Well, actually, Dick, area in polar coordinates is r dtheta! You didn't say quite what you meant to, did you?Dick said:Who said everything has to be super hard? But if you work that out, you'll get 0 for the area. Is that right? It might help to draw a picture. And, hey, area in polar coordinates isn't the integral of r dtheta, is it?
Would you look up the right formula for area?
HallsofIvy said:Well, actually, Dick, area in polar coordinates is r dtheta! You didn't say quite what you meant to, did you?
The equation for finding the area enclosed by r=3sin theta is A = 1/2 * r^2 * theta, where r is the radius and theta is the angle in radians.
The radius can be found by simply plugging in the given value for theta into the equation r=3sin theta. In this case, the radius would be 3.
The unit of measurement for the area enclosed by r=3sin theta would be square units, such as square inches or square meters, depending on the context of the problem.

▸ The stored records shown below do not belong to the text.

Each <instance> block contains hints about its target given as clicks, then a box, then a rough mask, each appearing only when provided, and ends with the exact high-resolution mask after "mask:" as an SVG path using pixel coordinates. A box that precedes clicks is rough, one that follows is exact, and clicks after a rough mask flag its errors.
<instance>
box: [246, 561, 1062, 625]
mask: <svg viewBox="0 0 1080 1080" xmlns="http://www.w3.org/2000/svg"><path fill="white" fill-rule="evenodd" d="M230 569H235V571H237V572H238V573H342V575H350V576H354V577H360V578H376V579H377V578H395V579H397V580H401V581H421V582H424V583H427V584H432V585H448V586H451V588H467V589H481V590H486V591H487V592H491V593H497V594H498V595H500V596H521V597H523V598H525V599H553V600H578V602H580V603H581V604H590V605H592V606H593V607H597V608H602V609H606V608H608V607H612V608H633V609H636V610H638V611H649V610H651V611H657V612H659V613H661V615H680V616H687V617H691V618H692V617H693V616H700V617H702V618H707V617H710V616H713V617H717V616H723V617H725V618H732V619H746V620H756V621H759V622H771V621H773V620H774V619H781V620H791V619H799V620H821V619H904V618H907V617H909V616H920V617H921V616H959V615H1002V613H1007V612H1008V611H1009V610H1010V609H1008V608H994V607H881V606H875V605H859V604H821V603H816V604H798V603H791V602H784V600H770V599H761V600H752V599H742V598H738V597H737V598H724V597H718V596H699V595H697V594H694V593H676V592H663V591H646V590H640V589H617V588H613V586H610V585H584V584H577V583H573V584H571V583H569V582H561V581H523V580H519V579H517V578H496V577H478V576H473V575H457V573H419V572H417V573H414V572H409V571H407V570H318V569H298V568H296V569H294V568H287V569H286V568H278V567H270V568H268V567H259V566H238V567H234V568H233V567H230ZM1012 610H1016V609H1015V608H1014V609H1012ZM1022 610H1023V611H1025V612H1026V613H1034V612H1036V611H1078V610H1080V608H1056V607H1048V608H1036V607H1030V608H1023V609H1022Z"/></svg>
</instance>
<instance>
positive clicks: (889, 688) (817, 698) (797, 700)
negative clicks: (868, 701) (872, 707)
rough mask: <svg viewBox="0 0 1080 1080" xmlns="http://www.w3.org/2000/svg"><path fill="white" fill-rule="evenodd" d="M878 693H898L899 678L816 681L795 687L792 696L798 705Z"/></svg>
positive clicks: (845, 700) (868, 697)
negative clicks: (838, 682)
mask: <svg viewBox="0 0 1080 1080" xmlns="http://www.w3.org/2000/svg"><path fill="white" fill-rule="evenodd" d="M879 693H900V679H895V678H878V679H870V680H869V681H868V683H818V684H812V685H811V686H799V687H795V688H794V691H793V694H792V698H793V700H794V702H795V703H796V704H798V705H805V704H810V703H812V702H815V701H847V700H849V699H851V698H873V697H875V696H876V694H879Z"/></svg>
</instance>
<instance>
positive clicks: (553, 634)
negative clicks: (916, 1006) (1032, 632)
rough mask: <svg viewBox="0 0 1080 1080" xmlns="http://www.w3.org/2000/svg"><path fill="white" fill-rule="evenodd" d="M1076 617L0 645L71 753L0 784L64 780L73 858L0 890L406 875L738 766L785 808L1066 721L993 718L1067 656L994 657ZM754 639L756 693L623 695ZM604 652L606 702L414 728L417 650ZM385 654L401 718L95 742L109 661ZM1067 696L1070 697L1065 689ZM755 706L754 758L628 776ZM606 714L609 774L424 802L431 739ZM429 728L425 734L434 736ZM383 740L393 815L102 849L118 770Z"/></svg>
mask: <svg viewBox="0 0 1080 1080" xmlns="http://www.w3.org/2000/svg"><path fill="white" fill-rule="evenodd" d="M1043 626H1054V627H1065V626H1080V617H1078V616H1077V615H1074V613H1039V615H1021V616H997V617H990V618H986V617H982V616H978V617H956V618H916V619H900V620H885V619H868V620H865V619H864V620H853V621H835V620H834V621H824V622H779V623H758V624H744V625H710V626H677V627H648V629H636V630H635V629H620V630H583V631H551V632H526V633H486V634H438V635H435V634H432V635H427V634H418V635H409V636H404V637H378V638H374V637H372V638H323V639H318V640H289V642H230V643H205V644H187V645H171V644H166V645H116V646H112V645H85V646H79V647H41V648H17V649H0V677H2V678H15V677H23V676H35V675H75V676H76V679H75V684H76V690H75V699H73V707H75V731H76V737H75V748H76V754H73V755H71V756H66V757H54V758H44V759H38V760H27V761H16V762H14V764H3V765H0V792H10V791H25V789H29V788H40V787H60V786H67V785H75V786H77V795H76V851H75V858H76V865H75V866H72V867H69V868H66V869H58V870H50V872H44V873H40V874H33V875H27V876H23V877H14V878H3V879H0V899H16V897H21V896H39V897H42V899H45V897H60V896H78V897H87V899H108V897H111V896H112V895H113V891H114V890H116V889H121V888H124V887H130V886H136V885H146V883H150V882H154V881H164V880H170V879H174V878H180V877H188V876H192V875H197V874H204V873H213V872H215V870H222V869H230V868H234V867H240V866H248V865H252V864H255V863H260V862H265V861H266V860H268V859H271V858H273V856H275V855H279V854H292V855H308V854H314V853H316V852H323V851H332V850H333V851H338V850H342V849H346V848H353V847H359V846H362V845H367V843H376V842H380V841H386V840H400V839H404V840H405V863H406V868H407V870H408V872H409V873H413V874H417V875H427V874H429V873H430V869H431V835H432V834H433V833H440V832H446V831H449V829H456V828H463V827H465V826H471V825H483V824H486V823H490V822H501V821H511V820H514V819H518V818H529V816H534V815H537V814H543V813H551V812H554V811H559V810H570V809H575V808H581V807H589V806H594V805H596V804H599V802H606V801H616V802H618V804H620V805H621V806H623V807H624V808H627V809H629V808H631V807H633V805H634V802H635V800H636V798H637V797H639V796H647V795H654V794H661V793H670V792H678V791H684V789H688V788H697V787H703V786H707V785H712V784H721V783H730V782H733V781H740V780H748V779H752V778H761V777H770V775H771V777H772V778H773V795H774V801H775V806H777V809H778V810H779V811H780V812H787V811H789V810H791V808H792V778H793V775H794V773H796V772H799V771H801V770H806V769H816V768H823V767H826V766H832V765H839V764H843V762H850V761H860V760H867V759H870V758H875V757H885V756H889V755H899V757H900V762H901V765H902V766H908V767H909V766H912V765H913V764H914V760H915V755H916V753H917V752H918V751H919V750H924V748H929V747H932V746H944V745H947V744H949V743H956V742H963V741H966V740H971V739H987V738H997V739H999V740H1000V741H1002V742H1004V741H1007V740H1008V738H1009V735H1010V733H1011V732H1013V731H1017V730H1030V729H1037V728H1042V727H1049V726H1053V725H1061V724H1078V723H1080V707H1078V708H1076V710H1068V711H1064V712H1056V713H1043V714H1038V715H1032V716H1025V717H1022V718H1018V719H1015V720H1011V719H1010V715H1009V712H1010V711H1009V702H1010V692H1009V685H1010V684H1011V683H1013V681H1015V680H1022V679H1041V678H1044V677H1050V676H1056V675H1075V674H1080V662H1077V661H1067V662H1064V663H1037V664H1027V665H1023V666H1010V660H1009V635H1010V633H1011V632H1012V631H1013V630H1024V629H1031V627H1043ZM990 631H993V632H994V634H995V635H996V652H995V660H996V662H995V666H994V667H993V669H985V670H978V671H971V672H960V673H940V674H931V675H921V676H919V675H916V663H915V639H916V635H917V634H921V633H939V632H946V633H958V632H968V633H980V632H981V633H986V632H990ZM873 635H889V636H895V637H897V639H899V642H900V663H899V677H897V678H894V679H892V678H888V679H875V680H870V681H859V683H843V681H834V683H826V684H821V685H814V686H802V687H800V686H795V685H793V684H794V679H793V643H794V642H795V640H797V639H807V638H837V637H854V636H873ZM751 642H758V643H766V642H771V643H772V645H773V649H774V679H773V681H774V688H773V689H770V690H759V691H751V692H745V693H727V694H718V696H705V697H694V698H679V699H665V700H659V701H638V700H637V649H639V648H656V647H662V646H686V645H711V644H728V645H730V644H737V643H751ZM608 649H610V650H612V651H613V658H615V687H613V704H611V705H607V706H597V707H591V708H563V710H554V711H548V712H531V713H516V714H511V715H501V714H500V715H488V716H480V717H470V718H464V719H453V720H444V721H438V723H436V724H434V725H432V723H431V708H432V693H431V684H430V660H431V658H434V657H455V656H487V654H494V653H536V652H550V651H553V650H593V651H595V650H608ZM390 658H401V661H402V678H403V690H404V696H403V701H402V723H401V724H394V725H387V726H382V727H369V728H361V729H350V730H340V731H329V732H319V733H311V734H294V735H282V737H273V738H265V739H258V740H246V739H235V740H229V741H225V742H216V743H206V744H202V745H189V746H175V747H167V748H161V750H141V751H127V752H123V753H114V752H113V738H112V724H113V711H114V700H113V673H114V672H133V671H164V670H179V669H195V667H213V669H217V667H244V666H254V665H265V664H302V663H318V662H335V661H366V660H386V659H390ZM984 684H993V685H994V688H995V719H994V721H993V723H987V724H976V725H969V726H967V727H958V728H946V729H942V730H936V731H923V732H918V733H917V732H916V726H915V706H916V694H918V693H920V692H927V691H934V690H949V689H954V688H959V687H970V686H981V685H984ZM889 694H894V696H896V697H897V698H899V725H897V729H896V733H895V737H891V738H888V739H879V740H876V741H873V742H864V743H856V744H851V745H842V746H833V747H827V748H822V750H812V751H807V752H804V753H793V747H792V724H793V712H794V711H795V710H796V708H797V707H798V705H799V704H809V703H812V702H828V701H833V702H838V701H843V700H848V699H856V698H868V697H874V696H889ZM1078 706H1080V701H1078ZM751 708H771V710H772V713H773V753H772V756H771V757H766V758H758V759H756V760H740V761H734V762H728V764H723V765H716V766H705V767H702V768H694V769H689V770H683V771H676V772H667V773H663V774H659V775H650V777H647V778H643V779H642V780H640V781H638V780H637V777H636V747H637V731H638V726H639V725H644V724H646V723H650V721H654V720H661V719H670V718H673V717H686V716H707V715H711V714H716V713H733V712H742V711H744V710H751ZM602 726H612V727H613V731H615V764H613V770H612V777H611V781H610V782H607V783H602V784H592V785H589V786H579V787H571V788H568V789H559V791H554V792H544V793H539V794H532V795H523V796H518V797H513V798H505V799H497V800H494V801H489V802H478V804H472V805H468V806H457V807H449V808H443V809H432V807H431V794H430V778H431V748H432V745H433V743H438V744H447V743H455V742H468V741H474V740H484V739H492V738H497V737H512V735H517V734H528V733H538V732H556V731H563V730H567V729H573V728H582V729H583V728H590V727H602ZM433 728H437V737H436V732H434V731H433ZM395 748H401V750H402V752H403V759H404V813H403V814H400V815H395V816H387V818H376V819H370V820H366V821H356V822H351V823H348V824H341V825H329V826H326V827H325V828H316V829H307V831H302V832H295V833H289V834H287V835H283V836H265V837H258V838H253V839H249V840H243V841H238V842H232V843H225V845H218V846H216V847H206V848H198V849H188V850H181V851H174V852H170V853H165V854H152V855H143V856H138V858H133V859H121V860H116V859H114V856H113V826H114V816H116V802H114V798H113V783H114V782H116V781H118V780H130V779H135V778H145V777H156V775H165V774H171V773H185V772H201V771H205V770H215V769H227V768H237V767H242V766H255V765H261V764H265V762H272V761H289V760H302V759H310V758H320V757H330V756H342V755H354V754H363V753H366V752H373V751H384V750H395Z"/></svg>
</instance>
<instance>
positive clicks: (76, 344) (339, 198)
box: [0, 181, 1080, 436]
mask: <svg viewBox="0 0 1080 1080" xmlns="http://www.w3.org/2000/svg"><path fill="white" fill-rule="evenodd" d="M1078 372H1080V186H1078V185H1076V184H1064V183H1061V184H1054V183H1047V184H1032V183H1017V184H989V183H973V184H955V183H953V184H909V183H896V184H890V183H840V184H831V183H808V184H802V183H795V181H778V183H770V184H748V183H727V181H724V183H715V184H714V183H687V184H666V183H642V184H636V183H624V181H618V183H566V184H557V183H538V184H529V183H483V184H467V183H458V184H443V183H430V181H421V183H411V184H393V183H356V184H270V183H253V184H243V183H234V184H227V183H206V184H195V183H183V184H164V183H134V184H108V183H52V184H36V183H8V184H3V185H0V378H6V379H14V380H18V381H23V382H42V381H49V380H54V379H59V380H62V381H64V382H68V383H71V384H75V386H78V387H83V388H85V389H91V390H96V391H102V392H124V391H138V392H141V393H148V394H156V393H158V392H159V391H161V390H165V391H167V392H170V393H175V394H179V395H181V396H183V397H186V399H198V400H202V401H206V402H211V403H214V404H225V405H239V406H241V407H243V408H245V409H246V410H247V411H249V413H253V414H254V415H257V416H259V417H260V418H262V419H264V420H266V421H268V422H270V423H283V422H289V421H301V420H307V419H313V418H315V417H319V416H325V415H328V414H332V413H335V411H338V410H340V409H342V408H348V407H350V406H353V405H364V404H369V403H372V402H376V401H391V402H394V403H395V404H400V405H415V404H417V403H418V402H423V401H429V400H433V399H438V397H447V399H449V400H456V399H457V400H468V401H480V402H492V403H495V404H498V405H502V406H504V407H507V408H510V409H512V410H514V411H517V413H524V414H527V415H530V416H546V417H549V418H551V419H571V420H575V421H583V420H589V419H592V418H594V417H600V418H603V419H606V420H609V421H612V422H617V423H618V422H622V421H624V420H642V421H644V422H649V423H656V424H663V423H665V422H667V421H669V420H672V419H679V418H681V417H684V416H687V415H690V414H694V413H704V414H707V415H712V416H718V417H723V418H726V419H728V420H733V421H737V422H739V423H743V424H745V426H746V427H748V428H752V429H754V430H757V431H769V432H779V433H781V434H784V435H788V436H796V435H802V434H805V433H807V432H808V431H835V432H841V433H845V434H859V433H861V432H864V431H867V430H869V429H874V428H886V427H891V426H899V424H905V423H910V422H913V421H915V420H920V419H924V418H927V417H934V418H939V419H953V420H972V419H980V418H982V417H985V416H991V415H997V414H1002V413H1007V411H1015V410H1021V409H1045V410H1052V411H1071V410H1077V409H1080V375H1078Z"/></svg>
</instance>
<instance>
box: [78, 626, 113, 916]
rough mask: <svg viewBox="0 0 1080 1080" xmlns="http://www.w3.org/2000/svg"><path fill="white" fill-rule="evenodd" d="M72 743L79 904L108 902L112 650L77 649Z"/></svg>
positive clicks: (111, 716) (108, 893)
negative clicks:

No, the area enclosed by r=3sin theta cannot be negative since it is a measurement of area which cannot be negative. However, the value of r or theta can be negative, which would change the direction of the area but not its magnitude.
To find the area enclosed by r=3sin theta for a specific interval of theta, you would first find the angle in radians for the starting and ending points of the interval. Then, you would plug these values into the equation A = 1/2 * r^2 * theta and subtract the area at the starting point from the area at the ending point to find the area enclosed by the interval.